Page MenuHomePhabricator

Failover m5 master (db1128) to db1132 to upgrade its kernel
Closed, ResolvedPublic

Description

db1128 (m5 - master) needs its kernel upgraded, let's failover it to db1132

  • Reimage db1132
  • Move db1132 to m5 as slave

Databases on m5 (excluding labswiki, as hopefully it won't be there once this is ready to happen):

labsdbaccounts
mailman3
mailman3web
striker
test_labsdbaccounts
toolhub

When: Tuesday 23rd Nov at 14:00 UTC

Failover process

OLD MASTER: db1128

NEW MASTER: db1132

  • Decrease m5-master TTL to 1M
  • Check configuration differences between new and old master

$ pt-config-diff h=db1128.eqiad.wmnet,F=/root/.my.cnf h=db1132.eqiad.wmnet,F=/root/.my.cnf

  • Silence alerts on all hosts
  • Topology changes: move everything under db1132

db-switchover --timeout=15 --only-slave-move db1128.eqiad.wmnet db1132.eqiad.wmnet

puppet agent -tv && cat /etc/haproxy/conf.d/db-master.cfg

  • Start the failover: !log Failover m5 from db1128 to db1132 - T288720
  • DB switchover

root@cumin1001:~/wmfmariadbpy/wmfmariadbpy# db-switchover --skip-slave-move db1128 db1132

  • Reload haproxies
dbproxy1017:   systemctl reload haproxy && echo "show stat" | socat /run/haproxy/haproxy.sock stdio
dbproxy1021:   systemctl reload haproxy && echo "show stat" | socat /run/haproxy/haproxy.sock stdio
  • kill connections on the old master (db1128)

pt-kill --print --kill --victims all --match-all F=/dev/null,S=/run/mysqld/mysql.sock

Event Timeline

There are a very large number of changes, so older changes are hidden. Show Older Changes

This switchover needs to be done AFTER we have moved wikitech out (T167973) of m5.
So I don't expect this switchover to be done before October.

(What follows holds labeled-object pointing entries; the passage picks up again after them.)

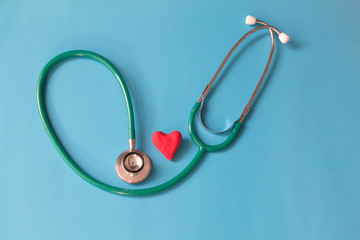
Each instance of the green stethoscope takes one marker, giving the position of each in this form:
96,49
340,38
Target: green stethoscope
133,162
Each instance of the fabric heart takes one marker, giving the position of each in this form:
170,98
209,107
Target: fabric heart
167,143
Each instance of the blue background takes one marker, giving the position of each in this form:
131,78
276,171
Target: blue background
293,173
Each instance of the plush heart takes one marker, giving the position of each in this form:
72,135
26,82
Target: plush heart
167,143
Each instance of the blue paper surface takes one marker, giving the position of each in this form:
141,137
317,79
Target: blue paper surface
293,172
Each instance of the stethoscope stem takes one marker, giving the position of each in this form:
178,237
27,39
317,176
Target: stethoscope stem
248,105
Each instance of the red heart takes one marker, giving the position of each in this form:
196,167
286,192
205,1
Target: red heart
167,143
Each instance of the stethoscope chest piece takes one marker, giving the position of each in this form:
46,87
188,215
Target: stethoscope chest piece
133,166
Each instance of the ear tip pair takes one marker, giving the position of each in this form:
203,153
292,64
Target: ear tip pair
250,20
283,37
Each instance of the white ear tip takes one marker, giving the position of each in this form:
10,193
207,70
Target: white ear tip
284,38
250,20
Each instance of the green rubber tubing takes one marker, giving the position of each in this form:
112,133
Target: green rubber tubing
123,191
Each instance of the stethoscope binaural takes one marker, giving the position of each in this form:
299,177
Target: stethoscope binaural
133,165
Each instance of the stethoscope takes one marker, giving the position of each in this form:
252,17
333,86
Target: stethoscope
133,165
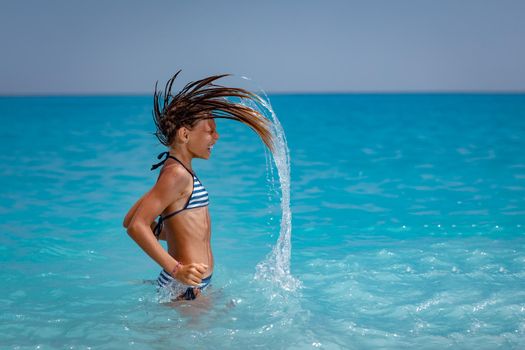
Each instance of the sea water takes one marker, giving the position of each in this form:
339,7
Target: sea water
408,227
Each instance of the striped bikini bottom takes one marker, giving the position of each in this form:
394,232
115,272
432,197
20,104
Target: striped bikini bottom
179,291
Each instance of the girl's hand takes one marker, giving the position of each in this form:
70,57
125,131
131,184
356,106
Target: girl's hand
190,274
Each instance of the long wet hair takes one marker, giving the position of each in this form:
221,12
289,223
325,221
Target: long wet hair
203,99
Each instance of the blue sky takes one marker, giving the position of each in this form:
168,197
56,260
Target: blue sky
75,47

@Legoktm @Ladsgroup cloud-services-team adding you to this tag as you have services running here that will be affected by this failover.
The failover means around 1-2 minutes of read only time (the DNS TTL for m5-master.eqiad.wmnet will be 1 minute).
Keep in mind that right now m5 doesn't use the proxies, and that's why it needs to be done via DNS change. I am in process of re-enabling back the proxies on m5 (T288093) but it cannot happen until wikitech is moved to s6, and it won't happen in between that and this anyways.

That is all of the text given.